Shifting consumer shopping habits have been a boon to Halloween beauty. Ricky’s NYC has detected a strong move toward do-it-yourself costumes. The DIY’ers don’t buy pre-made costumes and, instead, meticulously select every aspect of their Halloween regalia from leggings to lashes. “We have marketed ourselves as a DIY destination, encouraging customers to mix and match, and buy different pieces,” says McConnell. “We have in-house makeup artists that are really experienced and are great at helping customers achieve the look they are going for.”

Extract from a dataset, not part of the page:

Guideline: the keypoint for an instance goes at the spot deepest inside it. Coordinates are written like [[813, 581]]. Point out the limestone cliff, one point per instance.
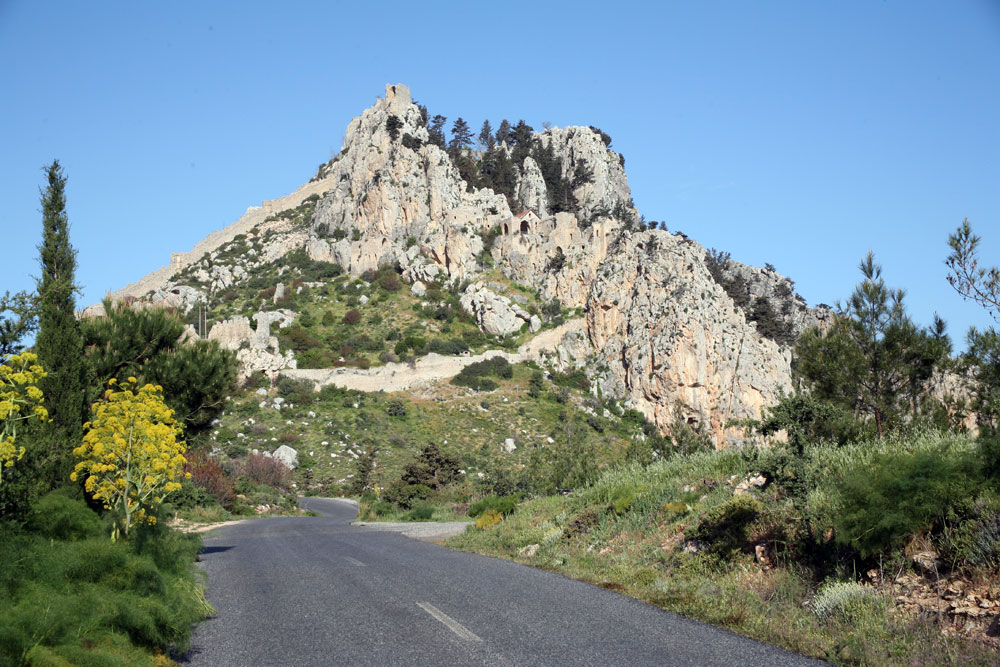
[[673, 342], [670, 329]]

Pop culture has aided the Halloween beauty upswing. A year ago, Harley Quinn from the movie Suicide Squad was a social media queen. This year, Wonder Woman and Pennywise from It are ruling Halloween posts so far. Other relevant Halloween motifs are mermaids, unicorns and fairies. Glitter, squiggle brows, spiky bold lips, crystal gems and metallic shades are escalating in makeup for the holiday.
“With so many Instagram beauties and makeup artists trying out outrageous new looks, ideas and tutorials, I think the sharing of these Halloween makeup ideas will help drive sales,” says Nguyen. McConnell agrees, “It’s all about the ways in which you can be creative and achieve different looks for Halloween. If you are a makeup brand, it’s a huge opportunity.”
- Domestic spending this Halloween is projected to set a record. The spooky holiday provides a pre-Christmas opportunity for makeup brands to excite customers with their products, and they can cash with strategies such as social media posts and product releases that harness interest in Halloween beauty.
- Beauty influencers have pushed the spotlight on Halloween with elaborate makeup looks that expose makeup consumers to products they may have otherwise overlooked. Social media has opened the door for brands that didn’t traditionally shine on Halloween to get noticed.
- Pop culture and shifting shopping habits have contributed to the rise of Halloween beauty. Costumes are increasingly DIY, and people are carefully crafting every aspect of them, including the makeup. Popular movie characters such as Wonder Woman and Pennywise from It are showing up in substantial numbers in early Halloween beauty posts on social media.